Let’s start with the relationships we’ve cultivated as a Community. Take a moment to consider the people we come alongside during our Community’s monthly Service rhythm:
Who are the people that we’ve come to know and get to interact with each month? (This could be the people we directly serve, the people we serve alongside, or, if applicable, those working in the organization with which we serve.)
What potential opportunities might we have to deepen or build these relationships?
(Leader note: Have someone take notes—this will help you figure out where to steer your kinship experiments in the weeks to come.)
Next, think back to our conversation that began the night—the people in our lives who we long to know Jesus:
Who could God be inviting me to invest time and love into, that they might know him?
How could I creatively experiment in the coming weeks with kinship love?
(Leader note: Encourage people to write some things down—this will help them figure out what God might be inviting them into during the weeks to come.)
Finally, let’s talk about how we could organize our three kinship experiments. There are so many more possible options than we have time to actually do, so let’s pick 5 or 6, and then I will use those to plan out the next few weeks. Here is a list of ideas (feel free to add to it!):
Monthly Service rhythm: We can do our monthly Service rhythm, but strategically think and pray about how we could take a step towards kinship together. (If we don’t have a monthly Service rhythm, we will walk through a Guide together to start one.)
Dinner with neighbors: Instead of all meeting together, we can use our regular Community night to all go have dinner with one of our literal neighbors.
Prayer walk: We can take a prayer walk together (or in smaller groups) around our neighborhood, with the goal of getting to know or help someone in the neighborhood.
Game night: We could throw a game night—Bunco, Fishbowl/Celebrity/Salad Bowl, etc.—for our friends who don’t know Jesus, with the aim of developing deeper relationships in a non-pressured environment.
Practical service: Maybe there is someone in our Community or in our Community network who has a physical need we could help meet—yardwork, housework, home repair, etc.
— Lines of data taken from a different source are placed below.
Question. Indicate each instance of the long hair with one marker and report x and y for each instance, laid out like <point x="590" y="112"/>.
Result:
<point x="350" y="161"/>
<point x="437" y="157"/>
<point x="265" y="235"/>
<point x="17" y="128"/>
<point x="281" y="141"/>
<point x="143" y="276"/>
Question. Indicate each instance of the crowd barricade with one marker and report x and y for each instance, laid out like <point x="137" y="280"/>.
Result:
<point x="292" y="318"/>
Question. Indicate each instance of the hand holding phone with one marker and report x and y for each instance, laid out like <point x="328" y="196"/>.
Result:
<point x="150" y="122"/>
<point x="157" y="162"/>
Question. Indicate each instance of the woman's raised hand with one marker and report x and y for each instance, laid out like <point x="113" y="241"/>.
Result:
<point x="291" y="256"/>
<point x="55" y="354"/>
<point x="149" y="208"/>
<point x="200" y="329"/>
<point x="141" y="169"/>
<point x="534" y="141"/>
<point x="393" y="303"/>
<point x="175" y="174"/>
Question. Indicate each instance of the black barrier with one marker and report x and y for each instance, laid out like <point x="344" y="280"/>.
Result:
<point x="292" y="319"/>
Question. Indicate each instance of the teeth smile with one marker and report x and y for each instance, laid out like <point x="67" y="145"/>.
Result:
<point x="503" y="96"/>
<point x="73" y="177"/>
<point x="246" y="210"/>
Consider younger families, the elderly, or those who are sick.
Some other creative way of building or deepening relationships!
What does everyone think? We’ll spend the rest of our time together dreaming together. Again, I’ll cull our ideas down into a plan, so let’s not worry about only picking 3. Let’s dream!
(Leader note: Take notes to help you plan your kinship experiments in the weeks to come.)
Exercise for the week ahead (1 minute)
Tonight we took time to dream through various ways that God might deepen our relationships and love other people through us. While we’ll actually plan a kinship experiment the next time we meet together, the exercise for the week ahead is simple:
Consider the obstacles and opportunities. As you go about your week, talk with God about the people in your life. Who is he inviting you to tell about his love? What might get in the way of your witness—an attitude, a fear, a pattern of behavior, etc.? Take a step towards the practice of Witness this week.
Close in Prayer (10 minutes)
Before we close, we are going to pray with and for one another. The kinship relationships we want to develop and deepen are not just with people outside of our Community—they’re with one another as well. Let’s take some time to hear a few specific prayer requests and then offer those up to God together.